Erhalten Sie Drohungen von pro-türkischen Gruppen?
Das ist ein Grund, warum ich aufgehört habe, mir die Antworten an mich auf Twitter anzusehen. Was mich mehr interessiert, sind DoS-Angriffe gegen meine Website und meine Partei, die niederländische Arbeiterpartei [PvdA]. Ein regierungsfreundlicher Twitter-Account hat die Verantwortung für die Angriffe übernommen. Das ist ein offener Versuch, demokratische Kritik zum Schweigen zu bringen, und das ist absolut inakzeptabel, aber ich möchte eine wichtige Unterscheidung machen: Diese Gruppen sind nicht „pro-türkisch", sie sind auf der Seite der aktuellen Regierung.
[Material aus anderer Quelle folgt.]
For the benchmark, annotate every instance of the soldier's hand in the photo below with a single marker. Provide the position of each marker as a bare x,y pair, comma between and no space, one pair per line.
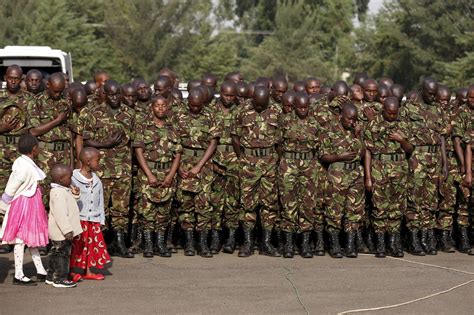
152,181
68,236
Diese Regierung kann als „anti-türkisch" bezeichnet werden. Erdoğans Politik nützt nicht dem türkischen Volk: Sie nützt nur Erdoğan, der AKP und denen um sie herum. Pro-türkisch zu sein bedeutet, die Rechte aller in der Türkei lebenden Menschen zu verteidigen, ob in Ankara, Istanbul oder Diyarbakır. Erdoğan betreibt für die AKP-Regierung eine „Teile und Herrsche"-Taktik und hat die Rechte der Menschen in der Türkei bewusst geopfert. Das kann nicht lange andauern.